Monday, March 6, 2017

Blender Sweet Potato Soup...with Crunchy Potato Scoops!

I saw a meal on You Tube that made my mouth water! 
Ellen Fisher (from Mango Island Mamma) and her family were having a delicious supper of yam soup with potato "dippers".  She did not share exact ingredients...so I used some food I had on hand to try and create something similar.  It was a total success!
The soup ingredients produced one large bowl of soup.
Adjust amounts if you want more soup...which I'm sure you will!
The potato "scoops" were shared with Mr. Fozo :)
 
Yum!
 
First things first...get those taters in the oven :)
*Thin slice 2 russet potatoes...skins on...and place them in a bowl.
*Lightly coat each slice (front and back) with coconut oil...
and season both sides with sea salt & pepper.
*Place the potato slices on a baking sheet lined with parchment paper.

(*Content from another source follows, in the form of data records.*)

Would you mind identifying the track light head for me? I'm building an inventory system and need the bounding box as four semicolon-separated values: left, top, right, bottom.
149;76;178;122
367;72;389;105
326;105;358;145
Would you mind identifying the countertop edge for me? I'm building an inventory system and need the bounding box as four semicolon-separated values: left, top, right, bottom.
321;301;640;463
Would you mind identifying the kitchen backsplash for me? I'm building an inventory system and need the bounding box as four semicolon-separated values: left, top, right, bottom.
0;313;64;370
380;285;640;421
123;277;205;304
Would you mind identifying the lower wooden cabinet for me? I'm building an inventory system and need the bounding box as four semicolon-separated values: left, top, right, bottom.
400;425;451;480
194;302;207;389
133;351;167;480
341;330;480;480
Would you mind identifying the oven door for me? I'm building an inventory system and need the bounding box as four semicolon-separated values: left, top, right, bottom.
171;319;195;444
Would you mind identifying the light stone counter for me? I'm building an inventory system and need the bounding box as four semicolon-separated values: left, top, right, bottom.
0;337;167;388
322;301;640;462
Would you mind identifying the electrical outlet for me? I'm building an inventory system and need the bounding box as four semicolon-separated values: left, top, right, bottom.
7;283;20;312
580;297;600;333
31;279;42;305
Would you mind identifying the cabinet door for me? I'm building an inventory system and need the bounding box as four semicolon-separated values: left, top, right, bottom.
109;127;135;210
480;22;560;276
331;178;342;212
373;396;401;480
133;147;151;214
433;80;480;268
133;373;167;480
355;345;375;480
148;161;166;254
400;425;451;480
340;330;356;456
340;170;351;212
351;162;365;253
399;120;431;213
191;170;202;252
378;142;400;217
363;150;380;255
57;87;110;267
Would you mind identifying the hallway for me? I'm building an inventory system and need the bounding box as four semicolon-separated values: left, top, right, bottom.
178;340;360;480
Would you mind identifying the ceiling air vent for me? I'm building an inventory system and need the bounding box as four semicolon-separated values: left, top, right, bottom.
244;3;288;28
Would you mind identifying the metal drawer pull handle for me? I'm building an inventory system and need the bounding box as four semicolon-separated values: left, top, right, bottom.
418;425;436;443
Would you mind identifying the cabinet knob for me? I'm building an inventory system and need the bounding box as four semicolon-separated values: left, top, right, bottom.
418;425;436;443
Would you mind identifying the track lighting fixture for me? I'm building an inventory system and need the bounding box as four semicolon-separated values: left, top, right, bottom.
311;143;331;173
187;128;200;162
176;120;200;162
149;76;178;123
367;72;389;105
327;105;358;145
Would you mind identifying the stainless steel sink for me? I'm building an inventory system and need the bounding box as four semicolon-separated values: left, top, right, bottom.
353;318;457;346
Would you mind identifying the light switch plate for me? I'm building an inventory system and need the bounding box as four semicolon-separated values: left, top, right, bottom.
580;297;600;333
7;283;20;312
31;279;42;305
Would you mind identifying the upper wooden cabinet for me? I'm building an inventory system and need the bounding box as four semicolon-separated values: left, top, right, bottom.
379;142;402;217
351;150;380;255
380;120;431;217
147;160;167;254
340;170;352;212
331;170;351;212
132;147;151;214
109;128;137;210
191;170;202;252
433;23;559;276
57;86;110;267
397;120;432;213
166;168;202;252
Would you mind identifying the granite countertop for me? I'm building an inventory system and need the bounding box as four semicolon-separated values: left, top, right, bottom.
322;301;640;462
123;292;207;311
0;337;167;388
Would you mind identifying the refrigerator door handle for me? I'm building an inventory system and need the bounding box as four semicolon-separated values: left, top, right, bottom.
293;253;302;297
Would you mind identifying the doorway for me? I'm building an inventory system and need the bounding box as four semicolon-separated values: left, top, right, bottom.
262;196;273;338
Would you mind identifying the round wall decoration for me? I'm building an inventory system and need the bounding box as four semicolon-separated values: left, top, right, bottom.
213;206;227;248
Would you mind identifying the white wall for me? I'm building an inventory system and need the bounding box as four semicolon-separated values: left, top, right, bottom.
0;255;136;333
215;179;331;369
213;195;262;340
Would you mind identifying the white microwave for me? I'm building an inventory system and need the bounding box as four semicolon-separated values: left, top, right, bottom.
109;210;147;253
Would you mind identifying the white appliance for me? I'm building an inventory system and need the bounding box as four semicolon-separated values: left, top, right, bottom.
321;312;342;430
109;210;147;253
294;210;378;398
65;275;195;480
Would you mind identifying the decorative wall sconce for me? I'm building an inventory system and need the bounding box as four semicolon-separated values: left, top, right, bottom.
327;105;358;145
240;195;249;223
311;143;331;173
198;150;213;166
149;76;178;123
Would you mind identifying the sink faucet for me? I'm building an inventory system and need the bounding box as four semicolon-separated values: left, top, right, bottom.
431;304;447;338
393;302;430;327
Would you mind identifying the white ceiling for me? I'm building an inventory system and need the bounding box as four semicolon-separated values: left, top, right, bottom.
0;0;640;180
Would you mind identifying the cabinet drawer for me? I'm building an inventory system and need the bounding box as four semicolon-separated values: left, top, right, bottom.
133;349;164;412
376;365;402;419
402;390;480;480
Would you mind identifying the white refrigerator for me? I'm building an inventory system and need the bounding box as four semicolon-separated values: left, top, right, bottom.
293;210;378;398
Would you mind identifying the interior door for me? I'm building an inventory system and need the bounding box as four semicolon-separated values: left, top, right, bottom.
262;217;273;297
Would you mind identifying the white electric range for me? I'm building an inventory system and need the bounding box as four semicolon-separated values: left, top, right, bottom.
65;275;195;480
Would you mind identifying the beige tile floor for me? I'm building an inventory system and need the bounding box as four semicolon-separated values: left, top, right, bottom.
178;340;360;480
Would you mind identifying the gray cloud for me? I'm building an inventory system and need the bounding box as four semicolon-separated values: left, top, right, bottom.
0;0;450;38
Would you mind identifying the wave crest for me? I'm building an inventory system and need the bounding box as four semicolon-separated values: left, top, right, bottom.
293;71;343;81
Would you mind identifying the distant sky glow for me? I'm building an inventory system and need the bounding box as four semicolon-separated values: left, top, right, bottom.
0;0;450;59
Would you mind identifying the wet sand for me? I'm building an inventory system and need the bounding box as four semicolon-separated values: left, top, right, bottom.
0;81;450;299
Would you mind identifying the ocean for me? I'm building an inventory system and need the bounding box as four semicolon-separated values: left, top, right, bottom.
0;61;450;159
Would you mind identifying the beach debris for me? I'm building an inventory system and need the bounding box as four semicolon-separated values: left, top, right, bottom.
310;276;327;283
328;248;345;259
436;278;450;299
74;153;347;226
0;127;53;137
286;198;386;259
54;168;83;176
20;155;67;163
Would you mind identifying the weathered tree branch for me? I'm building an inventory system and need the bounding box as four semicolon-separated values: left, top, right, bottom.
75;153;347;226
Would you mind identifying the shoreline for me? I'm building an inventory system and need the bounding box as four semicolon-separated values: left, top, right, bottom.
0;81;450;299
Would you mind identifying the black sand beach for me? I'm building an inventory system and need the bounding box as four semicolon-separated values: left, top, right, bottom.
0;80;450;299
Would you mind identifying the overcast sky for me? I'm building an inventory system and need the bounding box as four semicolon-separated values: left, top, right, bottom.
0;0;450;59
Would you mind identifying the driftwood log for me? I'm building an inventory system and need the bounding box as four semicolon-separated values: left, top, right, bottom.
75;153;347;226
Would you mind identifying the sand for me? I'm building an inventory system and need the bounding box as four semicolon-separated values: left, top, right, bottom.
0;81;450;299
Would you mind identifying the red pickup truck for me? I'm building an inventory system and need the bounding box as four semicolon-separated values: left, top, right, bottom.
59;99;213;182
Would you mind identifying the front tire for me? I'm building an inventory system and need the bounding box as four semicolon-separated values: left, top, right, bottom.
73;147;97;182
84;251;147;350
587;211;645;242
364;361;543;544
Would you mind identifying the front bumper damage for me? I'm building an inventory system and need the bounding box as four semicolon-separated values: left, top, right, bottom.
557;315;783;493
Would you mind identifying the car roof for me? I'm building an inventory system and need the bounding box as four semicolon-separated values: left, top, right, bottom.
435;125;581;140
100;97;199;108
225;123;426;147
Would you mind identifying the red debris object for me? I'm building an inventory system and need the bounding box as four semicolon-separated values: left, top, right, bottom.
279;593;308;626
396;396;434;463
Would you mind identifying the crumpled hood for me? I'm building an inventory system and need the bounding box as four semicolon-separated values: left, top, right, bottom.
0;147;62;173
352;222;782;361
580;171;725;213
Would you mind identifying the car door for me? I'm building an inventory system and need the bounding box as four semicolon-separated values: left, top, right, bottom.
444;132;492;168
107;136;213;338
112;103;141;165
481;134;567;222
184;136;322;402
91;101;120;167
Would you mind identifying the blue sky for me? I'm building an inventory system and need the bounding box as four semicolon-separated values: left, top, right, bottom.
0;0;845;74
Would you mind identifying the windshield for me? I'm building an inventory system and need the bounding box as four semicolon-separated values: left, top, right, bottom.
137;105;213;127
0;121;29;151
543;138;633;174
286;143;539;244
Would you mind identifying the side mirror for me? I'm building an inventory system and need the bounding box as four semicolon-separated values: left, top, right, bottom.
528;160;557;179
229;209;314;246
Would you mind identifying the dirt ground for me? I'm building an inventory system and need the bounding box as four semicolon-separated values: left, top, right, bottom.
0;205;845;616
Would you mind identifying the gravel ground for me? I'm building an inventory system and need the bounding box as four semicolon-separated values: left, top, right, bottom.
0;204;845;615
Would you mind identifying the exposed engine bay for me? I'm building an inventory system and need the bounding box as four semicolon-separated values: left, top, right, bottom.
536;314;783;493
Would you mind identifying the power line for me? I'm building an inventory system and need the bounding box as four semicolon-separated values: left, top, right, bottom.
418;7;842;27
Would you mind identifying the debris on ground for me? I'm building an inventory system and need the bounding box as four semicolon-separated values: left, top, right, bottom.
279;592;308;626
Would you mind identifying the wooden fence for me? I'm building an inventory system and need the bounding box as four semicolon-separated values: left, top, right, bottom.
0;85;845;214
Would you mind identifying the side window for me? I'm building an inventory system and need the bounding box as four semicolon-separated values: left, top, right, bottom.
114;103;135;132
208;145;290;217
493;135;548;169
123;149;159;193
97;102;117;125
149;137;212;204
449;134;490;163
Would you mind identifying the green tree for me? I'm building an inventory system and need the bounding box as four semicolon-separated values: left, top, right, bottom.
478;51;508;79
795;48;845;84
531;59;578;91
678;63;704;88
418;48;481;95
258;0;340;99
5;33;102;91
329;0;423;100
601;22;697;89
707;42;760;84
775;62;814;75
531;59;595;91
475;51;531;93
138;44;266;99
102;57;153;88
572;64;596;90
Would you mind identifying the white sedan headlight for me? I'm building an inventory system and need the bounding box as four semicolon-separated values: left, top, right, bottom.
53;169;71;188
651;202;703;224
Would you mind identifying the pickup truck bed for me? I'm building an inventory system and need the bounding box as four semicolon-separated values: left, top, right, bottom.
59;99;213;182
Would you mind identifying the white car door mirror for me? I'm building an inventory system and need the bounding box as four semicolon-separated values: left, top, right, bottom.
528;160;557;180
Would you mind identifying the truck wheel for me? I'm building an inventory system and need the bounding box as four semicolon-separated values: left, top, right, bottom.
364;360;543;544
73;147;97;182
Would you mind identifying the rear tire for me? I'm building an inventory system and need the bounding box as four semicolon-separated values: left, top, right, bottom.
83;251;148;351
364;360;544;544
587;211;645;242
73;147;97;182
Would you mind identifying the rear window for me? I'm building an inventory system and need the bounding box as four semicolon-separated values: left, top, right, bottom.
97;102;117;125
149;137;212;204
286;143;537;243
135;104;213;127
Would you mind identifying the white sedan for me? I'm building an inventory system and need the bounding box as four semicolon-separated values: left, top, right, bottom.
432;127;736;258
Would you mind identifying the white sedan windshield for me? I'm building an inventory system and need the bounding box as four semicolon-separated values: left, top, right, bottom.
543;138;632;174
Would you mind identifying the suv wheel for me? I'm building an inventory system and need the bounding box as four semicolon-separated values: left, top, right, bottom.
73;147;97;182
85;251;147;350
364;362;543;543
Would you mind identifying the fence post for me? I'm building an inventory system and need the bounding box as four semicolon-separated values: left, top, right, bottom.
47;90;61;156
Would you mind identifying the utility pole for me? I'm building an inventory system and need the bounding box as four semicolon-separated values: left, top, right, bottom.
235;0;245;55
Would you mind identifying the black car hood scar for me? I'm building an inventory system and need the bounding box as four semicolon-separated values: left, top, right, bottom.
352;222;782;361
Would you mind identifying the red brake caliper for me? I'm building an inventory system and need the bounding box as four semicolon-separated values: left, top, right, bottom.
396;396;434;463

(Don't overlap the taters.)
*Bake in a 375 degree oven for 10 minutes...turn and bake another 10-15 minutes.
*The potatoes should be crispy on the outside and soft on the inside.
 
Warning...these are addictive!
 
Now for the Soup!!
I placed the following ingredients into my trusty Vitamix blender...
 
*1 medium-sized baked sweet potato, skin removed, cut into chunks
*2 medium-sized steamed carrots, cut into chunks prior to steaming
*1 tablespoon of coconut manna 
(dried coconut flesh)
*1/2 cup of chicken or vegetable broth
*1/4 cup of diced sweet onion, sautéed in 1/2 tablespoon of coconut oil
*water to achieve desired consistency
(I like my soup thick, so I added about 1/2 cup.)
 
A buzz of the blender...and I have thick, delicious sweet potato soup!